The US Government relies on a complicated cascade of financial assistance for its various departments. Money flows downwards from the Department of Health and Human Services (HHS), who in turn have to compete with all the other departments in convincing Congress of the value of their services in the fight for a share of the Federal budget. However, once a budget is secured, agencies within the HHS like the FDA, CDC and National Institutes of Health (NIH) are in competition for a slice of the pie. They all understand there is nothing more effective at loosening the public purse strings than declaring an epidemic that must be tackled.

But these agencies need to prove their case – and this is where a co-dependency cascade begins. The hottest health topic before COVID-19 was the outbreak of vaping-related deaths, which helped solidify the dangers of the alleged epidemic of youth vaping. This was the subject most likely to attract HHS budget holders.

Agencies like the FDA and CDC often consult with and take briefings from a number of long-established, well-funded and influential health advocacy groups. To the public, these groups appear to be generating advice that is based on medical and scientific expertise, in the service of public well-being and absent of any bias. However, groups like the Campaign for Tobacco Free Kids, backed by advocacy-driven research, are in fact acting as moral entrepreneurs. They are generating the marketing and press releases which stimulate public concern.
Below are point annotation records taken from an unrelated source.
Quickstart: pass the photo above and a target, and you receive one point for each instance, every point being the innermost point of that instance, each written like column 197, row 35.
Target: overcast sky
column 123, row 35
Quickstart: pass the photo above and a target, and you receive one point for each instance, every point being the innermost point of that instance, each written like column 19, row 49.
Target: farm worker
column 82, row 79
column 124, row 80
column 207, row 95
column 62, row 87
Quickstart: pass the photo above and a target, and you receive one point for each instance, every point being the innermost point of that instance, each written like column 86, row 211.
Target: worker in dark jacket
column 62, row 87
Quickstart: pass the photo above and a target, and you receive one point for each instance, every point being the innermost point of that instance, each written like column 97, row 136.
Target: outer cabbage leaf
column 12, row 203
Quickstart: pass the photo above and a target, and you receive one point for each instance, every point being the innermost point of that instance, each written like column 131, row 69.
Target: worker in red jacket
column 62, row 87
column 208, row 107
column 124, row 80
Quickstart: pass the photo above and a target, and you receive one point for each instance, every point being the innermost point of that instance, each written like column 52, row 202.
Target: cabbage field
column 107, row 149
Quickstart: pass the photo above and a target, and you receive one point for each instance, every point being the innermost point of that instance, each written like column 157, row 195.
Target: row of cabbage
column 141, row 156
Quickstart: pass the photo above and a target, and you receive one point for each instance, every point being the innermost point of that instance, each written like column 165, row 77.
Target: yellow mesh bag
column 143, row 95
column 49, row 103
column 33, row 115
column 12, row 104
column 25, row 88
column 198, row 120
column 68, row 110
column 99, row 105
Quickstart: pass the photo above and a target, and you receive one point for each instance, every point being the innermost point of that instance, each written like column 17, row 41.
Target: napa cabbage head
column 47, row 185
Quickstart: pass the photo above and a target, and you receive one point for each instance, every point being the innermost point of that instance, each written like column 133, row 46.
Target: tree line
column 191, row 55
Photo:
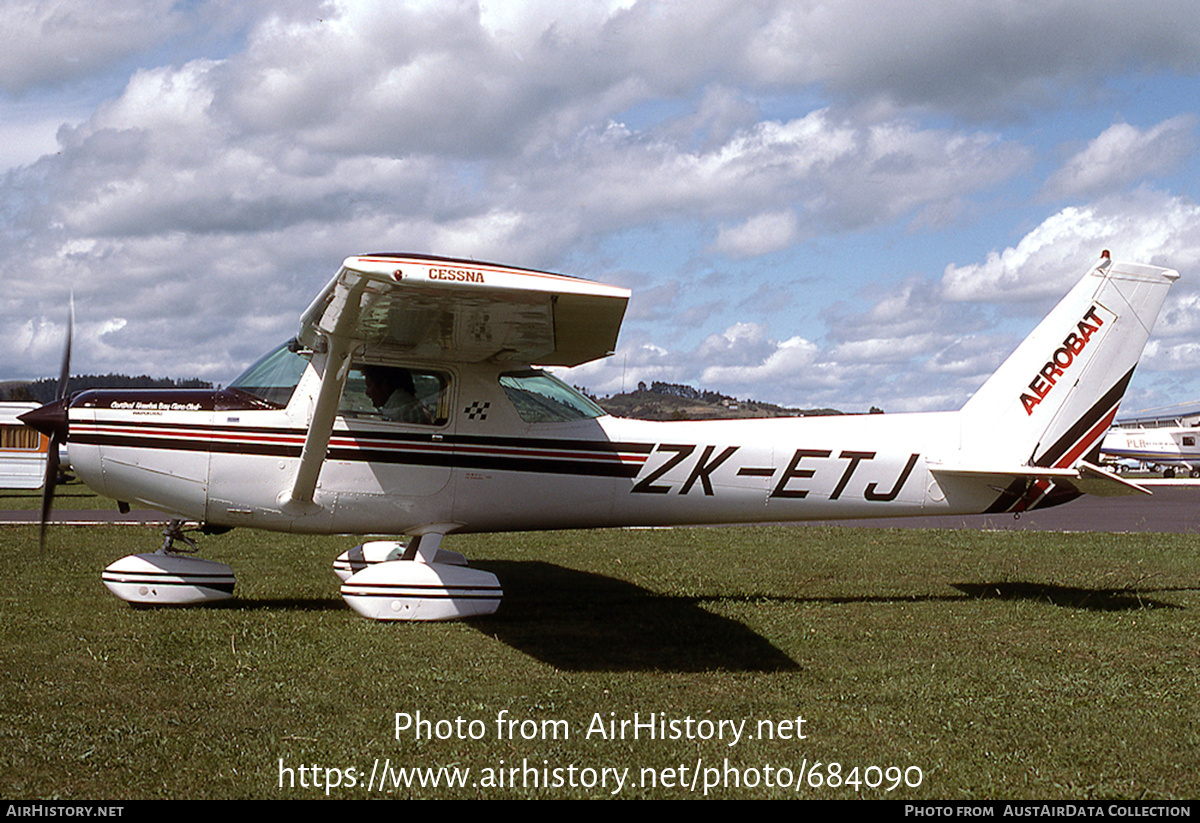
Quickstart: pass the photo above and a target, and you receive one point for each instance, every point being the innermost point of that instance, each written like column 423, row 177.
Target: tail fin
column 1051, row 401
While the media provide the public megaphone, NGOs engage in the kind of political activism forbidden to government agencies, putting pressure on politicians and legislators to act in the face of public clamour. In fact, politicians and government officials need external allies to give the impression they have responded positively to community concerns; proof they are listening to the people. As Franklin Roosevelt famously said, “OK. You’ve convinced me. Now go out there and bring pressure on me.”